Researchers identify how dietary restriction slows brain ageing and increases lifespan

By Published On: January 12, 2024
Researchers identify how dietary restriction slows brain ageing and increases lifespan

Researchers in the US have uncovered a role for a gene called OXR1 that is necessary for the lifespan extension seen with dietary restriction and is essential for healthy brain ageing.

The research is published in the journal Nature Communications.

Kenneth Wilson, Ph.D., a Buck Institute postdoc and first author of the study, said: “When people restrict the amount of food that they eat, they typically think it might affect their digestive tract or fat build-up, but not necessarily about how it affects the brain.

“As it turns out, this is a gene that is important in the brain.”

The team also demonstrated a detailed cellular mechanism of how dietary restriction can delay ageing and slow the progression of neurodegenerative diseases.

Their work, done in fruit flies and human cells, also identifies potential therapeutic targets to slow aging and age-related neurodegenerative diseases.

Professor Pankaj Kapahi , Ph.D., co-senior author of the study, said: “We found a neuron-specific response that mediates the neuroprotection of dietary restriction.

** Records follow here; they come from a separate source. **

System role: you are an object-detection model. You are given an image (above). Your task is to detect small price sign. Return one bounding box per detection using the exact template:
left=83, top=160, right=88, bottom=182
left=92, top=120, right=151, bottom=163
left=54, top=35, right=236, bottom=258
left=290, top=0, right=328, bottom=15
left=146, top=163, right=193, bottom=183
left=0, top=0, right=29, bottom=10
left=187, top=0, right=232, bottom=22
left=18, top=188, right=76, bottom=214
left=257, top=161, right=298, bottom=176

“Strategies such as intermittent fasting or caloric restriction, which limit nutrients, may enhance levels of this gene to mediate its protective effects.”

Professor Lisa Ellerby, Ph.D., co-senior author of the study, added: “The gene is an important brain resilience factor protecting against ageing and neurological diseases.”

Buck researchers have previously shown mechanisms that improve lifespan and healthspan with dietary restriction, but there is so much variability in response to reduced calories across individuals and different tissues that it is clear there are many yet to be discovered processes in play.

The new project was started to understand why different people respond to diets in different ways.

The team began by scanning about 200 strains of flies with different genetic backgrounds.

The flies were raised with two different diets, either with a normal diet or with dietary restriction, which was only 10 per cent of normal nutrition.

Researchers identified five genes which had specific variants that significantly affected longevity under dietary restriction. Of those, two had counterparts in human genetics.

The researchers chose one gene to explore thoroughly, called “mustard” (mtd) in fruit flies and “Oxidation Resistance 1” (OXR1) in humans and mice.

The gene protects cells from oxidative damage, but the mechanism for how this gene functions was unknown.

The loss of OXR1 in humans results in severe neurological defects and premature death while in mice, extra OXR1 improves survival in a model of amyotrophic lateral sclerosis (ALS).

To figure out how a gene that is active in neurons affects overall lifespan, the researchers did a series of in-depth tests.

They learned that OXR1 affects a complex called the retromer, which is a set of proteins necessary for recycling cellular proteins and lipids.

Wilson said: “The retromer is an important mechanism in neurons because it determines the fate of all proteins that are brought into the cell.”

Retromer dysfunction has been associated with age-related neurodegenerative diseases that are protected by dietary restriction, specifically Parkinson’s and Alzheimer’s diseases.

Overall, their results told the story of how dietary restriction slows brain ageing by the action of mtd/OXR1 in maintaining the retromer.

Kapahi said: “This work shows that the retromer pathway, which is involved in reusing cellular proteins, has a key role in protecting neurons when nutrients are limited.

The team found that mtd/OXR1 preserves retromer function and is necessary for neuronal function, healthy brain ageing and lifespan extension seen with dietary restriction.

Wilson said: “Diet is influencing this gene. By eating less, you are actually enhancing this mechanism of proteins being sorted properly in your cells, because your cells are enhancing the expression of OXR1.”

The researchers also found that boosting mtd in flies caused them to live longer, leading researchers to speculate that in humans excess expression of OXR1 might help extend lifespan.

Ellerby said: “Our next step is to identify specific compounds that increase the levels of OXR1 during aging to delay brain ageing.”

Wilson added:

“Hopefully from this we can get more of an idea of why our brains degenerate in the first place.

“Diet impacts all the processes in your body.

“I think this work supports efforts to follow a healthy diet, because what you eat is going to affect more than you know.”